Intuitively, this model corresponds to taxpayers making daily decisions about what to do with their leisure time, knowing that taxes have to be done by time T to avoid a penalty. Each day taxpayers consider other leisure options, and their current mood. We view these random values of leisure time as resulting from a combination of tastes and external options for leisure time activities. One is unlikely to fill out tax forms on an evening one has been invited out with friends, or on an evening when one is feeling particularly lazy and unfocused.

This model leads to a non-degenerate distribution of tax return completion times, and parallels job-search models in the labor literature. The solution is characterized by a reservation level of opportunity cost, call it [z.sub.t], such that the taxpayer who reaches time t with the tax forms uncompleted will choose to complete the forms if the draw of opportunity cost that day is lower than [z.sub.t]; otherwise the taxpayer will postpone doing taxes for another day as in McCall [1970] and Lippman and McCall [1976]. If, upon completion of the tax return, the taxpayer is owed a refund, the return should be filed immediately; if tax is due, the return should not be remitted until the filing deadline.

The predictions of this model fit the relevant aspects of observed behavior. First, people do postpone filling out their tax forms, even when they can reasonably expect a refund, sometimes waiting until just before the deadline. When the deadline is approached they often will be filling out their forms in a high disutility-of-time period, having passed up lower disutility periods, thinking they would get lower draws still. If people receive high enough draws as they near the deadline, it may be optimal for them to take the penalty and file late, allowing them to fill out their forms at a more convenient time; filing late can be optimal behavior. Thus, this model generates a non-degenerate distribution for filing of returns with refunds due.

Further predictions of this model, which follow directly from the solution of the analogous model presented in Mortensen [1977] and extended in Engberg [1991], are as follows. An earlier expected time of filing is associated with a higher reservation level of opportunity cost relative to the expected value of opportunity cost, which would be caused by a higher refund, lower costs of filing, higher interest rates, or a lower subjective discount rate. Thus, our model predicts that people with lower valuations of time, which in section V we will represent by lower incomes and age exemptions, should file earlier, for a given value of refund. Secondly, on average those people with larger refunds should file earlier than those with smaller refunds, who should file sooner than those people with taxes due, ceteris paribus. We expect complexity of the return to increase the time involved in completing the forms, thus causing people to file later. Note that in the simple model discussed above an increase in filing cost affected only people on the margin between filing at the earliest possible time or at the last minute; by contrast, in this model complexity decreases everyone's probabilities of filing in early periods. People with higher effective discount rates should postpone filling out their tax forms longer.

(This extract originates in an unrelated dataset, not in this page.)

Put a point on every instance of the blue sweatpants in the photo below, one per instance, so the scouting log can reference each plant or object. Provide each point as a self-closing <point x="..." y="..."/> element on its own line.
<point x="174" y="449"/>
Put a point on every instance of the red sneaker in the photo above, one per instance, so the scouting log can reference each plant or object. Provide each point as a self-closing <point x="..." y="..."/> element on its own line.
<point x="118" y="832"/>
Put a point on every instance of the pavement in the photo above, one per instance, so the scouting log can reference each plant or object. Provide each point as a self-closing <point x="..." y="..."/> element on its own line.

Before leaving the discussion of the conceptual model, one point deserves further emphasis. The model outlined here can explain a distribution of filing times for returns filed with refunds. However, neither this model nor any model with rational behavior can easily explain why returns with tax balance due are filed before the deadline. It may be that some taxpayers are facing the penalty for underpayment which, as described in section II, depends in part on the filing date.(6) It also may be that early filers with a balance due are concerned that the return will be misplaced if not mailed immediately, are concerned that funds will not be available at a later date, or are extremely averse to being in debt. We delay further speculation on these points until after our regression analysis.

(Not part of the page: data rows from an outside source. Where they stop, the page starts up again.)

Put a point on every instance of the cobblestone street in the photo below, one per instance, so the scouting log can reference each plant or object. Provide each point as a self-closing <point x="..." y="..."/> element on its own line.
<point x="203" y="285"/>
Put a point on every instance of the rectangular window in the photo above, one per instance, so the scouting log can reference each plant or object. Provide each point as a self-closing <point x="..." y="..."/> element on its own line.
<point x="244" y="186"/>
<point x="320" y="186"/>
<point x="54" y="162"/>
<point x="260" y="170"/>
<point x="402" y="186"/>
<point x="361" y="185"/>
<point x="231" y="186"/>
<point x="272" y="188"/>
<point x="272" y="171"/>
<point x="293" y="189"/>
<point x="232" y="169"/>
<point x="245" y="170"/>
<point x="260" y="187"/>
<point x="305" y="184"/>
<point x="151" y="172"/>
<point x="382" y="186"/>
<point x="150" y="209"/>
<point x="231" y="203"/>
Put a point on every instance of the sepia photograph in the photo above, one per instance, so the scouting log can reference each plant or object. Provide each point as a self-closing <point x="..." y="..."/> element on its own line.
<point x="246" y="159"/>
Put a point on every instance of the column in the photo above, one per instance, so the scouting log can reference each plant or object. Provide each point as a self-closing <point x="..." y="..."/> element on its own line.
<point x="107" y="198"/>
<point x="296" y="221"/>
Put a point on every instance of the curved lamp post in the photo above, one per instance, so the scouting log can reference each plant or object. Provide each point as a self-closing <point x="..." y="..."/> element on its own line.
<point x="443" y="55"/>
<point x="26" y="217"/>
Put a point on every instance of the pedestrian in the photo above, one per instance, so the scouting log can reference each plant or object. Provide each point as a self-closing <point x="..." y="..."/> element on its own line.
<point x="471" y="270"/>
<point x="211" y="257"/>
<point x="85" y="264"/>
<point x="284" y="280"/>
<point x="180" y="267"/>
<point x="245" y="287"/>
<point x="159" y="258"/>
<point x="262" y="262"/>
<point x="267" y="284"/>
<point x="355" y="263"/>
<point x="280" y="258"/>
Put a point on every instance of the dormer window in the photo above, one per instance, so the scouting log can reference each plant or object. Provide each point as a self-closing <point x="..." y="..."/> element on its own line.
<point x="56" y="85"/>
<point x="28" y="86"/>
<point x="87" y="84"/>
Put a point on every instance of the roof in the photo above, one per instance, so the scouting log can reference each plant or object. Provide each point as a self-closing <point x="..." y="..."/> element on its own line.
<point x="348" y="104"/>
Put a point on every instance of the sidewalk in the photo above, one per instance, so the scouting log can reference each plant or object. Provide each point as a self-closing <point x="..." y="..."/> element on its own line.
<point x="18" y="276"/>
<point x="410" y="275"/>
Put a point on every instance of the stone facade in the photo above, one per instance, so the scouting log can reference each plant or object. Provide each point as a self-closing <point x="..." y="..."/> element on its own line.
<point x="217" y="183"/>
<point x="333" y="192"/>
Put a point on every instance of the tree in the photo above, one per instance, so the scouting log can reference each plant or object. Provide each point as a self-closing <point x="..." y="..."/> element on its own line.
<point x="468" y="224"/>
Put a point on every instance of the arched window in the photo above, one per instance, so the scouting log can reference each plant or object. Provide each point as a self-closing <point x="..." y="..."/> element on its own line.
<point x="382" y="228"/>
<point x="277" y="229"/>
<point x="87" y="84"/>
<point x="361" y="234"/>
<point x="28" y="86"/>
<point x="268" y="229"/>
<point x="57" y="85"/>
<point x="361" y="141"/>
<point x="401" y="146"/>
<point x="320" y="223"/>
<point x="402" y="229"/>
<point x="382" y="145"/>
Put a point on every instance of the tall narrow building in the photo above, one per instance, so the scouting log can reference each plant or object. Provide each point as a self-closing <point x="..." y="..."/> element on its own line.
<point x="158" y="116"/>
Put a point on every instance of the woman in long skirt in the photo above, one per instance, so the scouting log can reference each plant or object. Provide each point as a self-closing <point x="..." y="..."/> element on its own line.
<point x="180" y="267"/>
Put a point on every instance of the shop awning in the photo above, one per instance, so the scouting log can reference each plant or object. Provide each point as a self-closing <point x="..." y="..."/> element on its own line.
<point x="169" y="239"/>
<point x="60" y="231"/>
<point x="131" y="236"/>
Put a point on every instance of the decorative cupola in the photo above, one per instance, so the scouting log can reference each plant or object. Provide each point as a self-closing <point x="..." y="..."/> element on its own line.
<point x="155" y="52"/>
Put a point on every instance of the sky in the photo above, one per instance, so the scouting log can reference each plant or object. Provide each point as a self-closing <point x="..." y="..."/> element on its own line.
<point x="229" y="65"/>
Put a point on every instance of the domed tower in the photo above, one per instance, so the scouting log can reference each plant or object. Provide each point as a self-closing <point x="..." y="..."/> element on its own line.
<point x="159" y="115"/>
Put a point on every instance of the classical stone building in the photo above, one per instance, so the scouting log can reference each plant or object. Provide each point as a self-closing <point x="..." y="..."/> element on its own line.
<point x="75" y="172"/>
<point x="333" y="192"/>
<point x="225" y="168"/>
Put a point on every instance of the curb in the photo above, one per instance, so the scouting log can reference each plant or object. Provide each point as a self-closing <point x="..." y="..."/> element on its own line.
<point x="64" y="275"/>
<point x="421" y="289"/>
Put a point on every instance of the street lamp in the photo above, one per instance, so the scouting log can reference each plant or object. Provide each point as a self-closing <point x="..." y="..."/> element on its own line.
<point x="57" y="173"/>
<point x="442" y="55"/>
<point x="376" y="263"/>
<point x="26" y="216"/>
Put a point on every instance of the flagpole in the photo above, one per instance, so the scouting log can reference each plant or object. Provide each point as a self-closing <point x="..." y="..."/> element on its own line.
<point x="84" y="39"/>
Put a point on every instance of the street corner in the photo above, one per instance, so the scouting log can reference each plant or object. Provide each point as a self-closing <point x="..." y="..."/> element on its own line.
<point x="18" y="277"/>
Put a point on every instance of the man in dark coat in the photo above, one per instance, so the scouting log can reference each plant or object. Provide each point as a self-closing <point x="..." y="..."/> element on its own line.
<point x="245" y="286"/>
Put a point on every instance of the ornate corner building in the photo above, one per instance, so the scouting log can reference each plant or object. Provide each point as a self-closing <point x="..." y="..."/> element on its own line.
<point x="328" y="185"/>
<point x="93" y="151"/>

In his 1991 address to the American Economics Association, George Akerlof emphasized the potential importance of procrastination for economic behavior and set out a simple model of the phenomenon. It is interesting to contrast his model of procrastination with the model outlined above. In Akerlof's model there is a high relative (negative) weight placed on work today relative to work tomorrow - the agent is endowed with a high one-period discount rate. Thus people have a strong preference to postpone tasks until the next day. As the days pass this can lead to lengthy procrastination resulting from a series of small decisions. Akerlof's model implies that if it is optimal to postpone completing one's tax forms for one day at t = 0, it is optimal to postpone, day by day, until T - 1. If it is still optimal to postpone at T - 1, then it is optimal never to file one's taxes (barring criminal penalties, etc.).

The critical difference in the two models is their dynamic consistency. The model presented here is dynamically consistent, while the Akerlof model is dynamically inconsistent - a fully rational agent could see that any decision to postpone by just one day would lead to further procrastination and would not plan to postpone by just one day.(7) Second, our model rationalizes the observed distribution of tax filing times. If individuals were interviewed at the end of January and asked to assign probabilities as to when they would fill out and file their taxes, these answers would differ significantly depending on which is the correct model. The model outlined in this paper predicts that people understand that they are likely to postpone doing their taxes, and could give reasonable approximations to the true probabilities of their postponing their taxes until the week before April 15th. People whose behavior is governed by the Akerlof model would respond that they plan to do their taxes in the next week, while they would actually often postpone this task until the filing deadline is near.

V. EMPIRICAL RESULTS

Characteristics of Early and Late Filers

Table I presents information about the average tax return characteristics of taxpayers that filed during three different periods of 1989, classified by whether the returns had refunds or tax due. We name these taxpayers "early filers" if their forms were processed from January to March, "procrastinators" if their returns were processed in April, and "late filers" if their returns were processed after May 1. The table displays the means of several tax return items and also the percent of the forms filed with certain characteristics.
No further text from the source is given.